We actually run three separate models: one for methylation in CG context, one for de-novo methylation², and one for everything else (variants). Each model is trained on data where we know the ground truth.

What’s a Random Forest

A Random Forest is an ensemble of decision trees. A single decision tree is simple: at each node, you look at one feature, compare it to a threshold, and go left or right. When you reach a leaf, you get a prediction. Easy to understand, fast to evaluate.

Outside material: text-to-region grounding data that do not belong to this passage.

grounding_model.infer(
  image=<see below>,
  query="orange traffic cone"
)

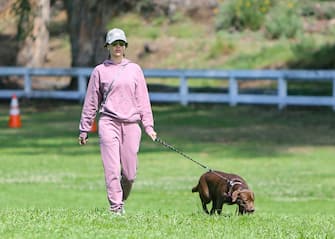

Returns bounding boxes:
[8,94,22,128]
[90,119,97,132]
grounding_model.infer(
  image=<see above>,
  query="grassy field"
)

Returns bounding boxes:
[0,101,334,239]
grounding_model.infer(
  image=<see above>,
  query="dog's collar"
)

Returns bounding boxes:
[210,170,243,196]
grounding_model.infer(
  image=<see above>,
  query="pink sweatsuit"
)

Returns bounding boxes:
[79,58,154,211]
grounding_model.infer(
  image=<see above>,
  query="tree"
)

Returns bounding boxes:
[64,0,107,68]
[63,0,135,89]
[64,0,136,68]
[15,0,50,67]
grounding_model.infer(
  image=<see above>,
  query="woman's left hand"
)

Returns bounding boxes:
[149,131,157,141]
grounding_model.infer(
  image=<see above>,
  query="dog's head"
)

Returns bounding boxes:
[231,189,255,214]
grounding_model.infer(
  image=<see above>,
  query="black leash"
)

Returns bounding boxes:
[155,136,212,171]
[154,136,242,193]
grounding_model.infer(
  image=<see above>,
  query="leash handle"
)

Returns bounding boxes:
[155,136,210,170]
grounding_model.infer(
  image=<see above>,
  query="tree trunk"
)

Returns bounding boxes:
[16,0,50,67]
[64,0,108,89]
[64,0,108,66]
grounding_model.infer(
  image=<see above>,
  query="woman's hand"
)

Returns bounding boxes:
[78,136,88,145]
[149,131,157,141]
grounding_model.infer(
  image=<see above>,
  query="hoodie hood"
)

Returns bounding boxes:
[103,58,130,66]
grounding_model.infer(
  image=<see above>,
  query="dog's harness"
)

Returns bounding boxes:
[227,179,243,196]
[210,170,243,196]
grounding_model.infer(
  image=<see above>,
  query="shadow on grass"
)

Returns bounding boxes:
[1,102,334,159]
[288,43,335,70]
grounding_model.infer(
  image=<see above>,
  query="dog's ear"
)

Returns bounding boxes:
[251,191,255,201]
[232,190,240,202]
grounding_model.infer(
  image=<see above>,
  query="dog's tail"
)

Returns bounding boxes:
[192,178,210,200]
[191,184,199,193]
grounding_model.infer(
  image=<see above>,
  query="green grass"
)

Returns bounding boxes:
[0,101,334,238]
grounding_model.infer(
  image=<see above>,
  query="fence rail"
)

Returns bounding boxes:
[0,67,335,110]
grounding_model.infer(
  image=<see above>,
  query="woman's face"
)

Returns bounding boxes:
[108,40,126,58]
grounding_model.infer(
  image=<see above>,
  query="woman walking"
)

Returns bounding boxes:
[78,28,157,215]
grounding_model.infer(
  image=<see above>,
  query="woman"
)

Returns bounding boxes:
[78,28,157,215]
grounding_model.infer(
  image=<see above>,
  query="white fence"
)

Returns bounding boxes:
[0,67,335,110]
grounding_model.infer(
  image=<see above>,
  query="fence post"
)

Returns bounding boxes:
[78,74,87,102]
[229,76,237,106]
[278,76,287,110]
[24,68,31,98]
[180,74,188,106]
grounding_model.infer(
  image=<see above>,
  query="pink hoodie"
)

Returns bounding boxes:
[79,58,154,137]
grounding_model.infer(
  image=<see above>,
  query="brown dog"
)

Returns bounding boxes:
[192,170,255,215]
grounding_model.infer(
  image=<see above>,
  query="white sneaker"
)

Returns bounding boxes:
[111,207,125,216]
[111,211,122,216]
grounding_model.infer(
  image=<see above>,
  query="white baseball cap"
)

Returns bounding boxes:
[105,28,128,47]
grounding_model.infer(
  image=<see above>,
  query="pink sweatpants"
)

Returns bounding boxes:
[98,115,142,211]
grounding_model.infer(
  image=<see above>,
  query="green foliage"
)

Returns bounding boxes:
[101,1,335,69]
[301,0,335,19]
[215,0,274,31]
[135,0,158,17]
[288,81,332,95]
[107,12,199,40]
[291,36,317,56]
[207,35,235,59]
[264,1,302,39]
[289,37,335,69]
[108,13,143,36]
[166,18,199,38]
[12,0,33,41]
[300,0,319,17]
[225,42,292,68]
[108,13,161,40]
[215,0,304,39]
[317,3,335,19]
[215,0,237,31]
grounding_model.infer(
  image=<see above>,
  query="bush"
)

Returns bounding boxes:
[215,0,274,32]
[264,1,302,39]
[291,36,316,57]
[207,35,235,59]
[301,0,335,20]
[314,2,335,20]
[289,37,335,69]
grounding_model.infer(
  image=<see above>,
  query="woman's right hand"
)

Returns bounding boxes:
[78,135,88,145]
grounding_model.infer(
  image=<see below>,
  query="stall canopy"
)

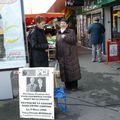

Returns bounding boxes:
[25,13,64,26]
[47,0,73,19]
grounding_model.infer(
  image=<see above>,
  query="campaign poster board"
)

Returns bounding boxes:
[0,71,13,100]
[19,67,55,120]
[0,0,27,70]
[106,40,120,62]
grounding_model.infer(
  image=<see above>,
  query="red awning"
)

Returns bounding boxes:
[47,0,72,19]
[25,13,64,26]
[25,13,64,19]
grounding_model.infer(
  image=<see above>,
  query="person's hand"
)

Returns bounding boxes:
[61,34,65,38]
[45,49,48,52]
[49,45,53,48]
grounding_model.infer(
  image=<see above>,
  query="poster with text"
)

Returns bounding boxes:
[0,0,27,69]
[19,67,54,119]
[109,44,118,56]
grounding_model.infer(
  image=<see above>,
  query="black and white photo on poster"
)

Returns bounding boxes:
[22,69,36,76]
[26,77,46,92]
[36,77,46,92]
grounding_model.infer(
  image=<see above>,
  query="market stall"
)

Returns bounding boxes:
[25,13,64,60]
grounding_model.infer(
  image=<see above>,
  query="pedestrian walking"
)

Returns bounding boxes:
[56,19,81,90]
[88,17,105,62]
[30,16,48,67]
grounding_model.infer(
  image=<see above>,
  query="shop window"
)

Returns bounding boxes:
[112,6,120,41]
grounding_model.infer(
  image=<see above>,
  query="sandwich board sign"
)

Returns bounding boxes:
[19,67,54,119]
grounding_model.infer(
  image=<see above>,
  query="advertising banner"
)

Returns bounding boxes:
[0,0,26,69]
[19,67,54,119]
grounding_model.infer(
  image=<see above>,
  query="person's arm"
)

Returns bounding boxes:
[31,32,48,50]
[99,23,105,34]
[62,29,77,45]
[102,25,105,33]
[87,25,92,34]
[55,33,59,59]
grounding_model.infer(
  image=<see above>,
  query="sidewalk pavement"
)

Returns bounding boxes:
[0,46,120,120]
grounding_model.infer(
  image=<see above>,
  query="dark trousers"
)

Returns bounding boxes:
[65,80,78,89]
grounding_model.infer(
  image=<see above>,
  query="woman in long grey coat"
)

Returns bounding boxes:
[56,19,81,90]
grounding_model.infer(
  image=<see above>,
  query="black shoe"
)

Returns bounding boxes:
[92,60,96,62]
[69,88,78,91]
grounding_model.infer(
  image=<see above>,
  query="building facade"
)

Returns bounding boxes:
[76,0,120,54]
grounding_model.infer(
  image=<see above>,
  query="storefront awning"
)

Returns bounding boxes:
[25,13,64,26]
[47,0,73,19]
[25,13,64,18]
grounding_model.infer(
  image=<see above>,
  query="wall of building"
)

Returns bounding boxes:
[104,7,112,41]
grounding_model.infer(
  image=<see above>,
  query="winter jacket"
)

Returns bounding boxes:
[30,26,48,67]
[56,28,81,82]
[88,23,105,45]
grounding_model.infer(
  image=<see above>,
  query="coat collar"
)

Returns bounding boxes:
[58,28,69,34]
[35,26,44,32]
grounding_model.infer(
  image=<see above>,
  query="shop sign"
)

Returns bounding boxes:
[113,5,120,11]
[82,0,117,12]
[95,0,116,6]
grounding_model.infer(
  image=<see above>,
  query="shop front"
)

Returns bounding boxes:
[112,5,120,41]
[77,0,118,53]
[77,7,103,48]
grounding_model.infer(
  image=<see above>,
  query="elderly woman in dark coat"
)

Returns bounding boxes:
[56,19,81,90]
[30,16,48,67]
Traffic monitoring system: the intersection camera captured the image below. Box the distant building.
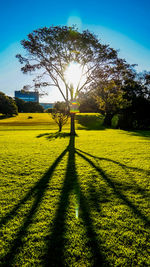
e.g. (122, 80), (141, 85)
(15, 91), (39, 103)
(40, 103), (54, 110)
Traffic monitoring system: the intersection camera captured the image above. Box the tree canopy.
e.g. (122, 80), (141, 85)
(16, 26), (122, 104)
(0, 92), (18, 116)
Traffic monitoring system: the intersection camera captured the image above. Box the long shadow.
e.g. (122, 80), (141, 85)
(0, 137), (106, 266)
(0, 115), (14, 120)
(126, 130), (150, 139)
(77, 148), (150, 175)
(36, 132), (71, 140)
(45, 136), (105, 266)
(76, 150), (150, 227)
(76, 149), (150, 200)
(0, 148), (68, 266)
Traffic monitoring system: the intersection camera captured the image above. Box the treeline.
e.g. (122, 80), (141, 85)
(15, 97), (44, 113)
(0, 92), (44, 116)
(1, 68), (150, 130)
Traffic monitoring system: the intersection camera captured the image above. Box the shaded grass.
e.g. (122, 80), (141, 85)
(0, 113), (105, 131)
(0, 126), (150, 266)
(76, 113), (105, 130)
(126, 130), (150, 139)
(36, 132), (71, 140)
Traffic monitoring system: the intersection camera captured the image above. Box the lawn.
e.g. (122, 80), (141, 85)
(0, 114), (150, 266)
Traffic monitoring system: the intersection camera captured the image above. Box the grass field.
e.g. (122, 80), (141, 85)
(0, 114), (150, 266)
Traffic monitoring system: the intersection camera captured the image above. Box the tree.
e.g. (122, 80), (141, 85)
(23, 102), (44, 113)
(0, 92), (18, 116)
(89, 57), (136, 126)
(78, 91), (99, 113)
(53, 101), (68, 113)
(16, 25), (122, 135)
(51, 101), (69, 132)
(119, 72), (150, 129)
(15, 97), (26, 112)
(95, 80), (130, 126)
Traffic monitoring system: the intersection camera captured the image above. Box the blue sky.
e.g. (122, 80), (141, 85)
(0, 0), (150, 102)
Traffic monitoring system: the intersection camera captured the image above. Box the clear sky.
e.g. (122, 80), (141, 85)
(0, 0), (150, 102)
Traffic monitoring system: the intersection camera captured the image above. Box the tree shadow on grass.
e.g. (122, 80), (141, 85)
(0, 148), (68, 266)
(36, 131), (71, 140)
(0, 115), (14, 120)
(76, 149), (150, 200)
(44, 136), (105, 266)
(125, 130), (150, 139)
(0, 135), (149, 266)
(77, 125), (106, 131)
(76, 149), (150, 227)
(0, 136), (106, 266)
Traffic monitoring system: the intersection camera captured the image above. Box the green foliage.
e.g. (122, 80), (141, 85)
(0, 92), (18, 116)
(111, 114), (119, 128)
(15, 98), (44, 113)
(78, 91), (99, 113)
(96, 81), (130, 116)
(0, 125), (149, 266)
(15, 97), (26, 112)
(24, 102), (44, 113)
(76, 113), (104, 130)
(53, 101), (68, 113)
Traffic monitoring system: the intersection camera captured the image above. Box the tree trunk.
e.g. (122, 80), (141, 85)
(70, 113), (76, 135)
(59, 124), (62, 132)
(104, 113), (113, 127)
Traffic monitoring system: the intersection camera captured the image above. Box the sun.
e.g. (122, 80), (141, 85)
(64, 62), (83, 89)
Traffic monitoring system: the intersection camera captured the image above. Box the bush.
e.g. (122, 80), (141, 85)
(111, 115), (119, 128)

But a single tree tends to “overfit”³.

The “forest” part fixes this: you train many trees (e.g., 400), each on a slightly different random subset of the training data and a random subset of features. At inference time, you run the input through all the trees and average their predictions. This is surprisingly effective⁴ and gives you a model that generalizes well without needing a lot of tuning.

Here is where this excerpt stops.